Der EWSA unterstützt die in Art. 100g des Vorschlages vorgesehenen Methoden der Kontrolle der Informationen. Dort, wo eine Vorabkontrolle der Informationen notwendig erscheint, sollte eine solche stattfinden. Wurde der Inhalt der Veröffentlichung jedoch bereits von den zuständigen Behörden gebilligt oder gewährleistet ein anderer Mechanismus eine gleichwertige angemessene und wirksame Überwachung, ist eine Vorabkontrolle nicht erforderlich. Die Mitgliedstaaten müssen entscheiden können, ob auf ihrem Gebiet ein Mechanismus existiert, der eine gleichwertige und angemessene Überwachung gewährleistet. Art. 100g trifft insoweit eine ausgewogene Regelung.

6.10

Der EWSA begrüßt nachdrücklich die in Art. 100g Abs. 2 des Vorschlages vorgesehene Erstellung von Leitlinien zu den Informationen, die nach diesem Titel zulässig sind. In diesen Leitlinien und dem darin enthaltenen Verhaltenskodex kann die Abgrenzung zwischen unzulässiger Werbung und zulässiger Information präzisiert werden. Dies ist notwendig, weil eine abstrakt-generelle Abgrenzung in Form einer „allgemeinen Definition“ nicht möglich ist.

6.11

Positiv bewertet wird das Verbot der Ausstattung der Websites mit Web-TV, ebenso wie das Verbot, die Informationen über TV oder Radio zu verbreiten.

Brüssel, den 10. Juni 2009

Der Präsident

des Europäischen Wirtschafts- und Sozialausschusses

Mario SEPI


(1)  Siehe die Stellungnahme des EWSA zum Richtlinienvorschlag über die Ausübung der Patientenrechte in der grenzüberschreitenden Gesundheitsversorgung, ABl. C 175 vom 28.7.2009, S. 116.
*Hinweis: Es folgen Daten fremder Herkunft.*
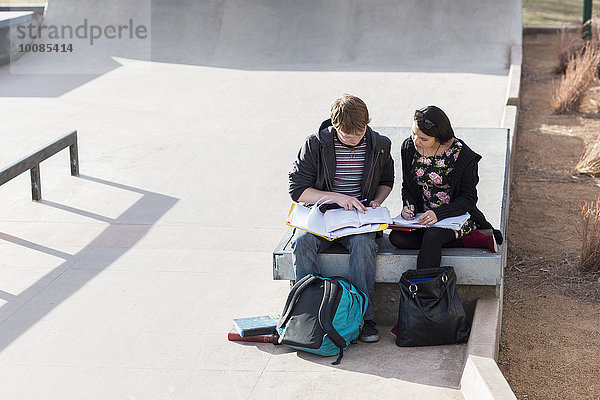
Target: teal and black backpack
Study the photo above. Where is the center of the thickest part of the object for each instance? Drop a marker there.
(322, 316)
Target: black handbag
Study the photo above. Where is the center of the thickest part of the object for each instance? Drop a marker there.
(430, 310)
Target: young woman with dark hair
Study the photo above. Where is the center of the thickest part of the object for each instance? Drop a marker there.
(439, 179)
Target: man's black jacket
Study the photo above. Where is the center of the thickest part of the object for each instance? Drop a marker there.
(315, 165)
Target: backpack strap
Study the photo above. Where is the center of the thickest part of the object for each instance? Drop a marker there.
(329, 295)
(293, 297)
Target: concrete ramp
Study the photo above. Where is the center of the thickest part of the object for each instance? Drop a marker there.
(122, 283)
(384, 35)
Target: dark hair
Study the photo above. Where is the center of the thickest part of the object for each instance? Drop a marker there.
(432, 121)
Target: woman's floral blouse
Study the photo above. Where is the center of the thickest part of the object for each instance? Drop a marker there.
(432, 174)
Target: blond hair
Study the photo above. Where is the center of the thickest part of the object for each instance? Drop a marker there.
(349, 114)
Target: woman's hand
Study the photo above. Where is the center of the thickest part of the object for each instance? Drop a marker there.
(428, 218)
(408, 212)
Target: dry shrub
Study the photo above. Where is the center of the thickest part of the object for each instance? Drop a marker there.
(590, 237)
(589, 163)
(580, 73)
(571, 44)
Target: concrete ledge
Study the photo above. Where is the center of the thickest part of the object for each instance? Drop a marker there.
(38, 9)
(514, 76)
(484, 340)
(481, 377)
(472, 266)
(483, 380)
(9, 40)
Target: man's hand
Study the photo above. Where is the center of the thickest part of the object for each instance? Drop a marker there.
(348, 202)
(428, 218)
(408, 212)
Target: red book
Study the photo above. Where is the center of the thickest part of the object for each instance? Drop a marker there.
(234, 336)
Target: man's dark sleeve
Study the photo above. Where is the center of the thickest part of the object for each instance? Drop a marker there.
(304, 170)
(387, 166)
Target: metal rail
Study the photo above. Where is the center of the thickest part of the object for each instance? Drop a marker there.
(32, 163)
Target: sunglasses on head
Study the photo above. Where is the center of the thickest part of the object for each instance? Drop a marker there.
(422, 121)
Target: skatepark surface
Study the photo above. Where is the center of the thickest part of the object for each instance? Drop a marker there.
(122, 283)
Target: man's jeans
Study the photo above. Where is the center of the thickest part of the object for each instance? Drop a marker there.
(361, 271)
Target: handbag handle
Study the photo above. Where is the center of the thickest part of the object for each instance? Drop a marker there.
(447, 292)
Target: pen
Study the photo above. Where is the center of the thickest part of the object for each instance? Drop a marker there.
(409, 210)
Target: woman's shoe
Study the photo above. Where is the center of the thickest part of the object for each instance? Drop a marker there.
(478, 239)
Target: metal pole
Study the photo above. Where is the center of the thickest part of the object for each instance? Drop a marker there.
(36, 183)
(586, 30)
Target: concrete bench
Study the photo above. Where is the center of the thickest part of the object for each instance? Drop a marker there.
(479, 272)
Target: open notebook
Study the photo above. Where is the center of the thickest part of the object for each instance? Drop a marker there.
(337, 223)
(454, 223)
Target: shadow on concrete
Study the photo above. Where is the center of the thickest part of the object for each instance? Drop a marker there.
(439, 366)
(427, 36)
(151, 205)
(41, 85)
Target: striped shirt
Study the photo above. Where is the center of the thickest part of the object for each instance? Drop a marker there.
(350, 163)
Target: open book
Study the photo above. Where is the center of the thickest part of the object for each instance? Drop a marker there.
(454, 223)
(337, 223)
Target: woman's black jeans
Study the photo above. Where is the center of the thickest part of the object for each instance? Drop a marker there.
(429, 241)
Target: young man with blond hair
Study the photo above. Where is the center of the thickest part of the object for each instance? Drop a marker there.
(349, 164)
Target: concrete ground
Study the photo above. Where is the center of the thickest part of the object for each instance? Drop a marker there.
(122, 283)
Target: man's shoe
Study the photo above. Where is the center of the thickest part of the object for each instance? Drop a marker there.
(369, 333)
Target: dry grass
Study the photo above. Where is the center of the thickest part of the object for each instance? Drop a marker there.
(590, 237)
(569, 45)
(589, 164)
(580, 73)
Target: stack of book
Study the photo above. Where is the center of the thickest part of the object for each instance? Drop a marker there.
(255, 329)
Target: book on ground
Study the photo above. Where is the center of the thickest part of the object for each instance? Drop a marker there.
(454, 223)
(312, 220)
(234, 336)
(252, 326)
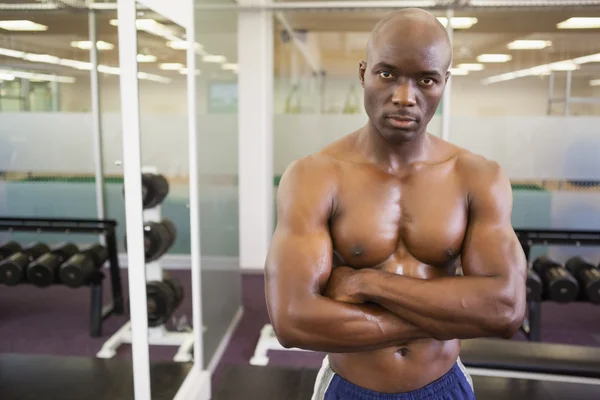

(2)  Siehe die Stellungnahme des EWSA „Berücksichtigung der Bedürfnisse älterer Menschen“, ABl. C 77 vom 31.3.2009, S. 115.

(3)  ABl. L 311 vom 28.11.2001, Seite. 67, zuletzt geändert durch die Richtlinie 2008/29/EG (ABl. L 81 vom 20.3.2008, Seite 51).

(4)  Eingeführt mit der Richtlinie 2004/27/EG (ABl. L 136 vom 30.4.2004, Seite 34).

(5)  KOM(2007) 862 eng.

(6)  Insbesondere dann, wenn es sich bei der „gesundheitsbezogenen Publikation“ um eine Beilage zu einer Zeitschrift handelt.